Pathologist-Artificial Intelligence (AI) Concordance in HER2 Interpretation for Advanced Biliary Tract Cancer: Intra-observer, Inter-observer, and Human-AI Variability
Hyunchul Kim, Jinhyung Heo, Soo Ick Cho, Beodeul Kang, Jung Sun Kim, Chan Kim, Chang Il Kwon, Min Je Sung, Seok-Pyo Shin, Seok Jeong Yang, Incheon Kang, Sung Hwan Lee, Chansik An, Seungeun Lee, Jin Woo Oh, Hee Yeon Kay, Jiwon Shin, Taebum Lee, Sanghoon Song, Sukjun Kim, Heon Song, Sergio Pereira, Gwangil Kim, Hong Jae Chon
Laboratory Investigation, 2025
Abstract
Biliary tract cancer (BTC) is a rare, aggressive malignancy with a poor prognosis. HER2 is overexpressed in a subset of BTC patients, and recent advances in HER2-targeted agents are expanding therapeutic options. However, accurately assessing HER2 expression is challenging in BTC, especially at low levels. This study compared HER2 interpretations in advanced BTC by pathologists using light microscopy (LM) and digital pathology (DP) and evaluated the potential of artificial intelligence (AI)-powered pathology in enhancing HER2-scoring consistency.
A total of 309 HER2 immunohistochemistry slides were obtained from advanced BTC patients who received systemic therapy at CHA Bundang Medical Center between 2019 and 2022. Three pathologists independently evaluated HER2 expression twice, once using LM and once using DP, with a wash-out period between evaluations. An AI-powered whole slide image analyzer evaluated HER2 expression. The ground truth was selected based on consensus among pathologists.
Pathologists showed complete agreement on HER2 results in 62.1% of LM evaluations and 63.4% of DP evaluations.

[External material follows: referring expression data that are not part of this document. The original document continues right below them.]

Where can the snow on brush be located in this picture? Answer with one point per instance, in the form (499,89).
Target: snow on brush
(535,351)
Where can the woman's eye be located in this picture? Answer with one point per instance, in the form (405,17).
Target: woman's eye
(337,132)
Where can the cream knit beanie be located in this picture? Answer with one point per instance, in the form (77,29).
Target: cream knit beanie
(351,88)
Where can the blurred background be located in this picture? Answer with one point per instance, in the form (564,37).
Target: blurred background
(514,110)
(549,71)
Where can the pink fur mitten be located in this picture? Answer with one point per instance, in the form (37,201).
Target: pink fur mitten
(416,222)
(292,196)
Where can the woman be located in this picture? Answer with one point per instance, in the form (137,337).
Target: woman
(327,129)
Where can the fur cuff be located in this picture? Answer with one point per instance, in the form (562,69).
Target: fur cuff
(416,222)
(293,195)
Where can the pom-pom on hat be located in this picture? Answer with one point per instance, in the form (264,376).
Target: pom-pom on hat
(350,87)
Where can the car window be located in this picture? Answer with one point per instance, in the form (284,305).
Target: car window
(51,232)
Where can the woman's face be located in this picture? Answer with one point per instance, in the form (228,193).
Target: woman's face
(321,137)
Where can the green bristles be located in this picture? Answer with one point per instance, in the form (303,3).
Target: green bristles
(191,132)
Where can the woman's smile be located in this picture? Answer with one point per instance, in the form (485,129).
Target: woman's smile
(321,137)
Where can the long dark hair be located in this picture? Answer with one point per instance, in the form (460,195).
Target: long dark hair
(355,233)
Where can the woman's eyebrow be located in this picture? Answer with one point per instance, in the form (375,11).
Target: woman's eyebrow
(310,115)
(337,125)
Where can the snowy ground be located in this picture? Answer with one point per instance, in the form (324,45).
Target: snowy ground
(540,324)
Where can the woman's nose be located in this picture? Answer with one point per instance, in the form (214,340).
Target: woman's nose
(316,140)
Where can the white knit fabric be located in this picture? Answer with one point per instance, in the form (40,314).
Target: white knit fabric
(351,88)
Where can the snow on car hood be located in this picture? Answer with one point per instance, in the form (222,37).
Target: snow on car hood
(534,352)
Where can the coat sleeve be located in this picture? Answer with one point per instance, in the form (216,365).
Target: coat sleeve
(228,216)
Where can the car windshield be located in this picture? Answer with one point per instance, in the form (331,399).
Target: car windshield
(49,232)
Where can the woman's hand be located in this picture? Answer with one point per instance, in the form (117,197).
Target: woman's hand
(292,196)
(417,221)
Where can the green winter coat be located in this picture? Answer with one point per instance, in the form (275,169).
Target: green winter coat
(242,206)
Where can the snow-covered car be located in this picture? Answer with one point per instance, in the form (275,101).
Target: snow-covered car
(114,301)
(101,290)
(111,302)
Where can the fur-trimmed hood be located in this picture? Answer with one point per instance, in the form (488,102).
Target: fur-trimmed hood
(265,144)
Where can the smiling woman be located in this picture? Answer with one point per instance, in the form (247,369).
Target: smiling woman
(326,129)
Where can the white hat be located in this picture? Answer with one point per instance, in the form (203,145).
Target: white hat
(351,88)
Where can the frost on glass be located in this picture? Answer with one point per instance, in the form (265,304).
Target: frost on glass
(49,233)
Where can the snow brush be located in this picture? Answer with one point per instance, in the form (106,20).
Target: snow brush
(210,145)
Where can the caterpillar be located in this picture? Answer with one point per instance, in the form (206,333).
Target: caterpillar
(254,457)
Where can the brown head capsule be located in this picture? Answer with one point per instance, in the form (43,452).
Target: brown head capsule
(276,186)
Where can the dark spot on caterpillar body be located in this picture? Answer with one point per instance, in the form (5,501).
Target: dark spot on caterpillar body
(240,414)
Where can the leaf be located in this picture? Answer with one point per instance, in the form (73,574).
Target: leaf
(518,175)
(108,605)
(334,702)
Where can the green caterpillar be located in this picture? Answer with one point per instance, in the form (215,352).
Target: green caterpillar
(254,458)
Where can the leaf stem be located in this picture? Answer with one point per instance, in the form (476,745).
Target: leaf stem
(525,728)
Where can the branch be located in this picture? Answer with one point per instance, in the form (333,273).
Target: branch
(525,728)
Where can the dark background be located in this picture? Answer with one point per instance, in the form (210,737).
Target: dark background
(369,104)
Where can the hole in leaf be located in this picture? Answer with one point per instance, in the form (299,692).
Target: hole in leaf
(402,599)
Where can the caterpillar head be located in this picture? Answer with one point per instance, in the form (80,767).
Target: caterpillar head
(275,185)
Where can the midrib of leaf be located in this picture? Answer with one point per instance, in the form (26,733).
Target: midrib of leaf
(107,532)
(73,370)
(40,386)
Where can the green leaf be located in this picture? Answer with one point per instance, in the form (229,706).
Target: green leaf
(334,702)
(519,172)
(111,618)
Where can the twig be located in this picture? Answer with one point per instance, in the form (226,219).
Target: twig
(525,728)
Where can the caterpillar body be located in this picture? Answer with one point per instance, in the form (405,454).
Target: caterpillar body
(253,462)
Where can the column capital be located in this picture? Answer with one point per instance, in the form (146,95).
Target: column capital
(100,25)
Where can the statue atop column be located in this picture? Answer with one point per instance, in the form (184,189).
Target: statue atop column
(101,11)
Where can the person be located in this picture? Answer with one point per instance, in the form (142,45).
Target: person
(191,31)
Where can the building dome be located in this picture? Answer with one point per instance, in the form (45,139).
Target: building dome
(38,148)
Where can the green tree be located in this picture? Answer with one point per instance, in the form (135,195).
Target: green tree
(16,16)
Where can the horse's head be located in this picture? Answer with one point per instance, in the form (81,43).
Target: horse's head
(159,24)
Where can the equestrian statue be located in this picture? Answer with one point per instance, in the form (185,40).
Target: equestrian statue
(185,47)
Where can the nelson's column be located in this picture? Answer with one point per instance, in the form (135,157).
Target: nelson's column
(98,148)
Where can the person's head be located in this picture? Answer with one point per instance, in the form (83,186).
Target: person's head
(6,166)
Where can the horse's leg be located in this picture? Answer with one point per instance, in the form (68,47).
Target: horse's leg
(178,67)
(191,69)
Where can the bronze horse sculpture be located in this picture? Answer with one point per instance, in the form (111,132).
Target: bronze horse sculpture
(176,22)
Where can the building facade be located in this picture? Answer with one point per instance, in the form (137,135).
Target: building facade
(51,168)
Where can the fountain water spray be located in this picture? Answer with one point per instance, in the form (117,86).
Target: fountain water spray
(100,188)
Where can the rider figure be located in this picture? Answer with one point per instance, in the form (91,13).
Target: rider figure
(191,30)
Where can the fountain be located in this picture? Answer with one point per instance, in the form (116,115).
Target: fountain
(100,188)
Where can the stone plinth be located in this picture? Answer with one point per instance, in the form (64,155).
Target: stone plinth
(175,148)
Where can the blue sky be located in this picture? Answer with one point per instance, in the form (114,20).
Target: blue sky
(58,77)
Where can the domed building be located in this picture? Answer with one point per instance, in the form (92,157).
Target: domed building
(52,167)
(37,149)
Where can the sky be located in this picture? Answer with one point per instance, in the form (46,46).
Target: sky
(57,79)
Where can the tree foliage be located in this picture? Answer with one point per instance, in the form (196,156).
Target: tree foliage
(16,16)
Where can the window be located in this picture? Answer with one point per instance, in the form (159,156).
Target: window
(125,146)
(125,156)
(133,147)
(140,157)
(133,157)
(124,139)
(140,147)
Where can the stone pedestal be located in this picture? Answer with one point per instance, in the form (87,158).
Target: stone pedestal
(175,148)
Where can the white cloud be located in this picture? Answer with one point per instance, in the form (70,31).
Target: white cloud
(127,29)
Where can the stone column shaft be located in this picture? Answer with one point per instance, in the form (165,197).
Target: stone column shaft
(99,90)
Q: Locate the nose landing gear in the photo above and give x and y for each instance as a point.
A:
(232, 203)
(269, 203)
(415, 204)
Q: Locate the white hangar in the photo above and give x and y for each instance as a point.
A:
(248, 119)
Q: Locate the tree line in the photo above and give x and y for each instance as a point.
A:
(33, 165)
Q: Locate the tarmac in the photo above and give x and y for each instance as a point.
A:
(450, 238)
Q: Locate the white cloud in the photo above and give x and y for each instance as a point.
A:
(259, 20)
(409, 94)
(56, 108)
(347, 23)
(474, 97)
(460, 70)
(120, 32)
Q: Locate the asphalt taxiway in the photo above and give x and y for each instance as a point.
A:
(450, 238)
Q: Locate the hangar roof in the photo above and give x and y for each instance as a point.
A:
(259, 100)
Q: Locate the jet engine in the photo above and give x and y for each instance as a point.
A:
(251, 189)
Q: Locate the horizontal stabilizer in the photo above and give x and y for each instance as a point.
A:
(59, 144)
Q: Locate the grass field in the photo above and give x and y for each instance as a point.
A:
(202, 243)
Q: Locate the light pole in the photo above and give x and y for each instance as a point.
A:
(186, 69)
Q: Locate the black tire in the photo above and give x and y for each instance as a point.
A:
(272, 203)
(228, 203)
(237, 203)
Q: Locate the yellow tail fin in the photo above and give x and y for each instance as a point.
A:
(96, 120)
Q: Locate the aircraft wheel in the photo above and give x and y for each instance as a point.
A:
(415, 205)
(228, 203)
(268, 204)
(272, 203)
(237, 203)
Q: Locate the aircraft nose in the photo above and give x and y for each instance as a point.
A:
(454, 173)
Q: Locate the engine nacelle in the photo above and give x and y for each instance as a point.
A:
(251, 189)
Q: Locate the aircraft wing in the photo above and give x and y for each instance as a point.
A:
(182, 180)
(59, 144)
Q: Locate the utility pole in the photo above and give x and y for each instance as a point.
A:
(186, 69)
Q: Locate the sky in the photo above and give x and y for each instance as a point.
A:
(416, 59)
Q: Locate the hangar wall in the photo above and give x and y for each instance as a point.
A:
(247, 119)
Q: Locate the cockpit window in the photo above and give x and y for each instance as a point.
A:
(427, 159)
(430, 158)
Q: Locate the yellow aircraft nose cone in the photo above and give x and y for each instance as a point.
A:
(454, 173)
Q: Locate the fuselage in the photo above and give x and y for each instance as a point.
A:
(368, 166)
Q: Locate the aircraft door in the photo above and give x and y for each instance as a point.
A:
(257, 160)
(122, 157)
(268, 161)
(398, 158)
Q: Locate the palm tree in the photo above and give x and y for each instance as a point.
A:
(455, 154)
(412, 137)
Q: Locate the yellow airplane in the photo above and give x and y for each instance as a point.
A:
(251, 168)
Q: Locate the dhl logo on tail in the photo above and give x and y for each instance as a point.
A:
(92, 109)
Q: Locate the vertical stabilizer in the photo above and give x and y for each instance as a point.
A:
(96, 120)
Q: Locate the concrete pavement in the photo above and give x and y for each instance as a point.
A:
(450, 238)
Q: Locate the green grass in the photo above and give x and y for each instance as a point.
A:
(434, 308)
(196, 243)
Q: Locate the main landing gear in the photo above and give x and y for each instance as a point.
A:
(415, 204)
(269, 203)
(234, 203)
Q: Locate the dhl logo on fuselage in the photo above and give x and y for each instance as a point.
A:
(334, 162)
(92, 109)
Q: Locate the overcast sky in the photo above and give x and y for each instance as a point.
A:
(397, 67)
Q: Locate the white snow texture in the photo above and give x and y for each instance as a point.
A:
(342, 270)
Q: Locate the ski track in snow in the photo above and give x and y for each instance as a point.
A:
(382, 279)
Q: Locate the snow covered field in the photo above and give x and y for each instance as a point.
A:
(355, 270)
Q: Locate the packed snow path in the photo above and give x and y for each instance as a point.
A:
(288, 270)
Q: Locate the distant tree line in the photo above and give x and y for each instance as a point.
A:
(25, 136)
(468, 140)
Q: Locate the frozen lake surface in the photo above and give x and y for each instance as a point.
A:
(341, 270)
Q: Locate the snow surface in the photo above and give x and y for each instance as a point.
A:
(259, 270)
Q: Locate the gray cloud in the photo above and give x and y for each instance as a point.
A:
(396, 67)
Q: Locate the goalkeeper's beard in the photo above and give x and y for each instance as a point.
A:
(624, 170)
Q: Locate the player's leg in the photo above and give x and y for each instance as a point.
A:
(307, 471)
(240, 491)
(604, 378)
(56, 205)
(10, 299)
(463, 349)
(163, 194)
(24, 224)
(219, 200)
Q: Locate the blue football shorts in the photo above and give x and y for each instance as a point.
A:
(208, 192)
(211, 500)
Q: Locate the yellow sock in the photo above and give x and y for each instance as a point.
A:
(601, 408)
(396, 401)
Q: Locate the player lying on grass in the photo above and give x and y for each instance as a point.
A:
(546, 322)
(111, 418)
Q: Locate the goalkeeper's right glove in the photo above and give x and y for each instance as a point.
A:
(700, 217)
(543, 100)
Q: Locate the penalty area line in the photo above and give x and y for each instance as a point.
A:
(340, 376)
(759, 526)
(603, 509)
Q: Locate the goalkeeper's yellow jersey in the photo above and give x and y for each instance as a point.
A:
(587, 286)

For intra-observer variability, the weighted kappa values ranged from 0.979 to 0.984, while inter-observer variability ranged from 0.819 to 0.863 for LM and 0.820 to 0.876 for DP. The overall concordance rate of HER2 categories between the AI and the ground truth was 83.5%. Clinical factors such as HER2 expression level and specimen type significantly influenced intra- and inter-observer variability, whereas histologic grade was a key factor affecting the AI model’s performance.
In this study, we quantified intra- and inter-observer variability in HER2 evaluation for BTC by pathologists and demonstrated that AI-powered HER2 scoring showed high concordance with pathologists’ evaluations. As the clinical factors underlying the discrepancies in the results from the AI model and pathologists were different, the AI model is expected to help pathologists make more objective assessments of BTC HER2 readings in the future.